13 février 2009

THE CURE : Three imaginary boys



Acquis à La Clé de Sol à Châlons-sur-Marne en décembre 1979
Réf : 2383 539 -- Edité par Fiction/Polydor en France en 1979
Support : 33 tours 30 cm
12 titres

J'ai lu les critiques qui sont parues au moment de la sortie de cet album au printemps 1979, et j'ai sûrement entendu par-ci par-là pendant cette période dans Feedback de Lenoir un titre de The Cure, mais c'est avec le passage du groupe dans l'émission Chorus en décembre 1979 que je les ai vraiment découverts et que je suis instantanément devenu fan.
Grâce à la magie d'une rediffusion télé il y a un peu plus d'un an et d'internet, on peut actuellement facilement revivre ce moment :

(Et l'on redécouvre au passage que A forest s'appelait encore At night quelques mois avant la sortie de Seventeen seconds. Un titre qui plaisait tellement à Robert Smith qu'il l'a attribué à une autre chanson sur l'album).
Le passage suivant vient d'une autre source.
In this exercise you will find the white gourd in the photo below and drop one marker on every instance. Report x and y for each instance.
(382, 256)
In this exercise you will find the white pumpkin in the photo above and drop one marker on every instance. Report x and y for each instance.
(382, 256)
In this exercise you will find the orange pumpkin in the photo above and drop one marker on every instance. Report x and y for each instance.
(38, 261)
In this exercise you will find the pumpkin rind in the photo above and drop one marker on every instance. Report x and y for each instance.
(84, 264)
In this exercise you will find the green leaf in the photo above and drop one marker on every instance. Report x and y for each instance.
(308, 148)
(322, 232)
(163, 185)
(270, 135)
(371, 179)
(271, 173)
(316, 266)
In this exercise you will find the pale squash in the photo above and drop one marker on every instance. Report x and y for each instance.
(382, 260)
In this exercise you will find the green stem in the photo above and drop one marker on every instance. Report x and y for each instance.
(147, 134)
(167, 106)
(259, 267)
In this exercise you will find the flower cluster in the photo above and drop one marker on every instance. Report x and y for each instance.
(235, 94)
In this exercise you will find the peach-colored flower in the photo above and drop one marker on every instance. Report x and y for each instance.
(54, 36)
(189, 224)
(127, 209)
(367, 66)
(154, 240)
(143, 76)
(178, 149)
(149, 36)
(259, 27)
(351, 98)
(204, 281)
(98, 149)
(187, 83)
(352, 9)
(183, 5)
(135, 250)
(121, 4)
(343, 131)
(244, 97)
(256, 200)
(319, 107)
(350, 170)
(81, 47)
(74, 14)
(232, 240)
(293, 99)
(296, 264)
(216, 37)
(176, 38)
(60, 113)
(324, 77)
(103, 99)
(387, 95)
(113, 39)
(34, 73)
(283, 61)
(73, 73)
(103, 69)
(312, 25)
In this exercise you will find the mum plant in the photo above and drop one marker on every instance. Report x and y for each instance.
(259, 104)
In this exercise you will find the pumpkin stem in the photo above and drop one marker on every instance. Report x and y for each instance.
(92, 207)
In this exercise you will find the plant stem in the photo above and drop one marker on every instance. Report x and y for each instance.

Je pense que, dès le mardi suivant (Chorus passait le dimanche et le magasin devait être fermé tout le lundi à l'époque), j'ai foncé voir Gilbert le disquaire de La Clé de Sol pour lui acheter Three imaginary boys. Dans les semaines qui ont suivi, je l'ai tanné pour qu'il commande en import le maxi A forest puis l'album Seventeen seconds, ce qu'il a fait et il s'en est vite félicité car les disques se sont très bien vendus pendant plusieurs mois. Pour ma part, pour des questions de budget, je me suis contenté du petit 45 tours et de l'album en pressage français.
Apparemment, Robert Smith s'est plaint de ne pas avoir eu un contrôle complet sur le choix des titres de l'album et sur la conception de la pochette. En tout cas, cette idée de Bill Smith de représenter le groupe par des objets ménagers et de remplacer les titres de l'album par des pictogrammes, si elle peut apparaître à juste au titre au premier abord comme un gimmick bien creux, a renforcé l'attrait qu'a exercé sur moi un disque qui, si l'on s'en tient uniquement à la musique, est de toute façon excellent. Cette pochette rajoute une dimension de mystère au disque, un peu de la même façon que le tombeau de Closer après la mort de Ian Curtis, mais graphiquement la pochette de Three imaginary boys est bien plus proche dans l'esprit de celles des trois premiers albums de Wire.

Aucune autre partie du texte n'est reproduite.